Der Speicher ist ja Asus Aura Sync fähig und auch Msi Mystic Light sync Ready.
Je nachdem was du für ein Board hast sollte man das über dieses Board dann eben syncronisieren können oder?Hab  kein Bling Bling deshalb nur ins blaue geschossen die Vermutung.


----------



## Maze0806 (13. Dezember 2018)

Ich kann ihn schon steuern. Es geht nur darum, dass ich immer beim Neustarten des PCs alles neu einstellen muss.


----------



## Schwarzseher (13. Dezember 2018)

Machst du den Rechner komplett aus,also Stromlos?(Steckerleiste)
Kenne die Software nicht,aber evt. kann man da was anklicken damit es beibehalten wird oder autostart ?


----------



## Cody_GSK (15. Dezember 2018)

Hallo Maze0806

Normalerweise ist es nicht notwendig die Software manuell zu starten um die Beleuchtungseinstellungen zu aktivieren.

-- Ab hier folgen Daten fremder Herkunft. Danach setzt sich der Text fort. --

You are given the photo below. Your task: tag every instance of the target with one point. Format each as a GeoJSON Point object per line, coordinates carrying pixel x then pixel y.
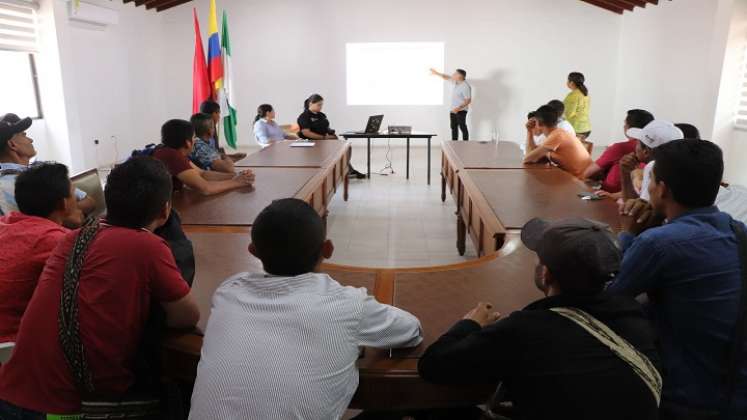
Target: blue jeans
{"type": "Point", "coordinates": [11, 412]}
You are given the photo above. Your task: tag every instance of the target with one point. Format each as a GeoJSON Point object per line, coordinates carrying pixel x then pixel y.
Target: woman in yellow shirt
{"type": "Point", "coordinates": [577, 105]}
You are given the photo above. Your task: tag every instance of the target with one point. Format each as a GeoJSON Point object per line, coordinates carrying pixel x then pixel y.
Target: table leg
{"type": "Point", "coordinates": [369, 159]}
{"type": "Point", "coordinates": [407, 171]}
{"type": "Point", "coordinates": [346, 184]}
{"type": "Point", "coordinates": [461, 235]}
{"type": "Point", "coordinates": [429, 161]}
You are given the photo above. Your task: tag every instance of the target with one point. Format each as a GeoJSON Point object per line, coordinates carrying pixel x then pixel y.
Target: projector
{"type": "Point", "coordinates": [399, 129]}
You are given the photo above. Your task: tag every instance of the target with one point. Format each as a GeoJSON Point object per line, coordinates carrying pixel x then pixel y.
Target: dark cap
{"type": "Point", "coordinates": [10, 125]}
{"type": "Point", "coordinates": [579, 250]}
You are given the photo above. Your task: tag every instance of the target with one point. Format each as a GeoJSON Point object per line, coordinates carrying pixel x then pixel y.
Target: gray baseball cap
{"type": "Point", "coordinates": [575, 248]}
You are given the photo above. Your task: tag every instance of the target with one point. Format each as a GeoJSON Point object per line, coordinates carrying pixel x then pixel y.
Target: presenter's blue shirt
{"type": "Point", "coordinates": [691, 271]}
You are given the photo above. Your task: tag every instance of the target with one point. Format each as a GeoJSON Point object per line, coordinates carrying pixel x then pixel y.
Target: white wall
{"type": "Point", "coordinates": [667, 56]}
{"type": "Point", "coordinates": [517, 54]}
{"type": "Point", "coordinates": [98, 82]}
{"type": "Point", "coordinates": [734, 142]}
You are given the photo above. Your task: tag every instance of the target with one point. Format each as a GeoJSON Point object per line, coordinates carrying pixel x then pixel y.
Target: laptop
{"type": "Point", "coordinates": [373, 126]}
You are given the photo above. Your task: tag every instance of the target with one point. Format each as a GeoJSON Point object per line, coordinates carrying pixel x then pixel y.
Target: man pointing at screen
{"type": "Point", "coordinates": [461, 97]}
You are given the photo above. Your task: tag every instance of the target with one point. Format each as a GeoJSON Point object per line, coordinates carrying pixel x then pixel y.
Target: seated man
{"type": "Point", "coordinates": [177, 137]}
{"type": "Point", "coordinates": [561, 148]}
{"type": "Point", "coordinates": [16, 151]}
{"type": "Point", "coordinates": [213, 109]}
{"type": "Point", "coordinates": [563, 124]}
{"type": "Point", "coordinates": [607, 167]}
{"type": "Point", "coordinates": [109, 292]}
{"type": "Point", "coordinates": [284, 344]}
{"type": "Point", "coordinates": [45, 198]}
{"type": "Point", "coordinates": [653, 135]}
{"type": "Point", "coordinates": [690, 269]}
{"type": "Point", "coordinates": [550, 356]}
{"type": "Point", "coordinates": [204, 155]}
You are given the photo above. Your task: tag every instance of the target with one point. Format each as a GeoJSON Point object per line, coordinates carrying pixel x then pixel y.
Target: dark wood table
{"type": "Point", "coordinates": [549, 194]}
{"type": "Point", "coordinates": [414, 135]}
{"type": "Point", "coordinates": [241, 207]}
{"type": "Point", "coordinates": [281, 154]}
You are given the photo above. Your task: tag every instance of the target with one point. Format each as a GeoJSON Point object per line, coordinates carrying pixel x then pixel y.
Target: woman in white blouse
{"type": "Point", "coordinates": [266, 130]}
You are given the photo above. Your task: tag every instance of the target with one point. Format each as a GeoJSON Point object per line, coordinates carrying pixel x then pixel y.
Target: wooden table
{"type": "Point", "coordinates": [438, 296]}
{"type": "Point", "coordinates": [495, 192]}
{"type": "Point", "coordinates": [281, 154]}
{"type": "Point", "coordinates": [493, 203]}
{"type": "Point", "coordinates": [413, 135]}
{"type": "Point", "coordinates": [310, 174]}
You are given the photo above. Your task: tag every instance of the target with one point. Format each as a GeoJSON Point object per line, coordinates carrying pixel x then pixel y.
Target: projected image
{"type": "Point", "coordinates": [394, 73]}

Hast du bevor das Problem das erste mal auftrat irgendeine Software oder ein Spiel installiert? 

Denn in solchen Fällen wird die Beleuchtung beim Windows Start wahrscheinlich von einer anderen Software durch das Laden des jeweiligen Hintergrundprozesses deaktiviert. In Frage kommen also grundsätzlich alle Programme, die eine eigene LED Steuerung besitzen.

Gruß

Cody

G.SKILL Deutschland
Tech Support Team


----------



## Maze0806 (17. Dezember 2018)

So. Jetzt hab ich es raus. Mystic Light ist Schuld. Ich konnte auch wenn Mystic Light und die G.Skill Software installiert ist nur über die G.Skill Software steuern. Ich habe jetzt aber die runter, weil ich nicht für jedes einzelne Teil eine extra Software für die RGB Steuerung benutzen will. Ich finde die G.Skill Software besser, aber wie gesagt ist mir das dann zu nervig. Vielleicht kann man ja in Zusammenarbeit mit MSI da mal was machen, dass die Features von eurer Software auch in Mystic Light verfügbar sind.


----------



## st4rk (18. Dezember 2018)

Maze0806 schrieb:


> So. Jetzt hab ich es raus. Mystic Light ist Schuld. Ich konnte auch wenn Mystic Light und die G.Skill Software installiert ist nur über die G.Skill Software steuern. Ich habe jetzt aber die runter, weil ich nicht für jedes einzelne Teil eine extra Software für die RGB Steuerung benutzen will. Ich finde die G.Skill Software besser, aber wie gesagt ist mir das dann zu nervig. Vielleicht kann man ja in Zusammenarbeit mit MSI da mal was machen, dass die Features von eurer Software auch in Mystic Light verfügbar sind.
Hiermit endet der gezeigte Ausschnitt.